Prime Minister Benjamin Netanyahu and Defense Minister Ehud Barak Israel have issued repeated threats of a strike against Iran’s nuclear facilities.

“If one is to believe the threats that are ramping up at warp speed, Israel will strike Iran’s nuclear facilities before spring,” said Gideon Levy in the Tel Aviv Ha’aretz. The best-case scenario is that the repeated warnings of imminent war from Prime Minister Benjamin Netanyahu and Defense Minister Ehud Barak are “mere pressure tactics.” But even if that’s true, it’s a dangerous game. “Threats of this scale take on a life of their own” and could create an irreversible momentum toward war. If Israelis don’t want this war, we have to speak up loud and clear so Netanyahu and Barak get the message. “We can no longer depend on the United States to stop it.”

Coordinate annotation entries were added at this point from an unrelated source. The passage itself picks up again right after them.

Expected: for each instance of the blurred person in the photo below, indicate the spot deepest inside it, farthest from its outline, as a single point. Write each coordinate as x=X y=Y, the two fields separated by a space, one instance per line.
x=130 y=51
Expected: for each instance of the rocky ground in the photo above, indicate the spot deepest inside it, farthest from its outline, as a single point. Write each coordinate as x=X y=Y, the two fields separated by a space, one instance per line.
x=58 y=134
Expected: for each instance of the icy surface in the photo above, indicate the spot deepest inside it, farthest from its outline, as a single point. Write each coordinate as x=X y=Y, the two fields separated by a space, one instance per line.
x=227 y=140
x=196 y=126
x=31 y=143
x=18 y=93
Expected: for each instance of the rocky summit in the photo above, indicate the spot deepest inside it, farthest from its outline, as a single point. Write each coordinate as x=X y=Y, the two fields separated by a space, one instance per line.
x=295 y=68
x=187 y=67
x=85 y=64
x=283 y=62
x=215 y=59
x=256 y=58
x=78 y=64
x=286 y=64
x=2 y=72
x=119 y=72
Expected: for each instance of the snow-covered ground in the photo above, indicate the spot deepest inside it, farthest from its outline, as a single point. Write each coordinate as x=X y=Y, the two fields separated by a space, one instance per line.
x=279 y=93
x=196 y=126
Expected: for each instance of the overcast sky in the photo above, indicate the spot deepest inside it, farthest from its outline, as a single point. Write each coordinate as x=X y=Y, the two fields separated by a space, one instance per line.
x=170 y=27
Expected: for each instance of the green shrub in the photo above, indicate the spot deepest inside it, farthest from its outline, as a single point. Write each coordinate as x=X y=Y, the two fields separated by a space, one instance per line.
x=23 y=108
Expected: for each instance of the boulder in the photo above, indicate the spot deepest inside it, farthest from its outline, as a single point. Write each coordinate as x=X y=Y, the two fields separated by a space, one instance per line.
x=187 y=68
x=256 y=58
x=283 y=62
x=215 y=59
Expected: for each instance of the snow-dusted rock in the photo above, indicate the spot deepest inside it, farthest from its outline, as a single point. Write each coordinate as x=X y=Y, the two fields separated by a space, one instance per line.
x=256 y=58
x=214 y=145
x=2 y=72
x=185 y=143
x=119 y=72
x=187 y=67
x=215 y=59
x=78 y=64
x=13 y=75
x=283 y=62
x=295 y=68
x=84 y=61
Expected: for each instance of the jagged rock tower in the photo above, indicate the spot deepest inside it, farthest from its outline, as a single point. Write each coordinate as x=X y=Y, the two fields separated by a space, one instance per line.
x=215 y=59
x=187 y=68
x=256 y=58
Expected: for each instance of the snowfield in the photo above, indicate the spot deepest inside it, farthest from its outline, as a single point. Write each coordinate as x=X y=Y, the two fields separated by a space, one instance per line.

President Obama is certainly downplaying the threats, said Kaveh L. Afrasiabi in the Hong Kong Asia Times. U.S. Defense Secretary Leon Panetta recently conceded that Israel had a plan to attack Iran “within months,” and National Intelligence Director James Clapper said Iran was planning terror attacks on the U.S. Yet Obama, in an interview this week, contradicted both those officials, saying pointedly that Israel had not yet decided whether to attack and denying Iran’s capacity to hit U.S. soil. With that, Obama sent “an important signal to Iran and the rest of the world” that he is seriously committed to continued diplomacy and to avoiding war.